All Products
Search
Document Center

Dataphin:Configure an Impala input component

Last Updated:Mar 05, 2026

An Impala input component retrieves data from an Impala data source. To sync data from an Impala data source to another data source, first configure the Impala input component to read from the source. Then configure the target data source for the sync. This topic describes how to configure an Impala input component.

Prerequisites

Procedure

  1. On the Dataphin homepage, in the top menu bar, choose Develop > Data Integration.

  2. On the Data Integration page, select a Project. In Dev-Prod mode, also select an environment.

  3. In the left navigation pane, click Batch Pipeline. In the Batch Pipeline list, click the offline pipeline that you want to develop. The pipeline configuration page opens.

  4. In the upper-right corner of the page, click Component Library to open the Component Library panel.

  5. In the left navigation pane of the Component Library panel, click Input. In the input component list on the right, locate the Impala component and drag it onto the canvas.

  6. Click the image icon in the Impala input component card to open the Impala Input Configuration dialog box.

  7. In the Impala Input Configuration dialog box, configure the parameters.

    Parameter

    Description

    Step name

    The name of the Teradata input component. Dataphin generates a step name automatically. You can change it based on your business scenario. Use the following naming convention:

    • Use only Chinese characters, letters, underscores (_), and digits.

    • Use no more than 64 characters.

    Data source

    The drop-down list shows all Impala data sources in Dataphin. It includes data sources for which you have sync-read permission and those for which you do not. Click the image icon to copy the current data source name.

    Source table count

    Select the number of source tables. Options are Single table and Multiple tables:

    • Single table: Use this option when you sync business data from one source table to one target table.

    • Multiple tables: Use this option when you sync business data from multiple source tables to one target table. When writing data from multiple tables to one table, Dataphin uses the union algorithm.

    Table matching method

    You can select only Generic rule.

    Note

    This parameter is available only when you select Multiple tables for Source table count.

    Table

    Select the source table:

    • If you selected Single table for Source table count, enter a keyword to search for a table name. Click the image icon to copy the name of the selected table.

    • If you selected Multiple tables for Source table count, add tables as follows:

      1. In the input box, enter an expression to filter tables with the same structure.

        Supported formats include enumeration, regex-like patterns, and combinations of both. For example: table_[001-100];table_102.

      2. Click Exact match. In the Confirm match details dialog box, review the list of matched tables.

      3. Click Confirm.

    Shard key

    Select a column with an integer data type from the source table as the shard key. We recommend using a primary key or an indexed column as the shard key. During data reading, Dataphin partitions the data by the shard key field to enable concurrent reads. This improves sync efficiency.

    Batch read size

    The number of records to read at a time.

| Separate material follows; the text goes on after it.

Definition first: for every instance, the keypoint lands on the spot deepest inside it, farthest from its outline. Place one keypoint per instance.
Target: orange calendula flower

To reduce interactions with the data source, improve I/O efficiency, and lower network latency, set a batch read size such as 1024 instead of reading records one by one.

    Input filter

    Set conditions to filter the data to extract. Configure as follows:

    • Use a static field to extract specific data. For example: ds=20210101.

    • Use a variable parameter to extract part of the data. For example: ds=${bizdate}.

    Output fields

    The output fields section lists all fields from the selected table and filtered by the input filter. To exclude fields from downstream components, delete them:

    • Delete one field at a time: Click the sgaga icon in the Actions column to delete extra fields.

    • Delete multiple fields at once: Click Field management. In the Field management dialog box, select multiple fields. Click the left-shift icon image to move the selected input fields to the unselected list. Click OK to complete the bulk deletion.

      image..png

  8. Click Confirm to complete the configuration of the Impala input component.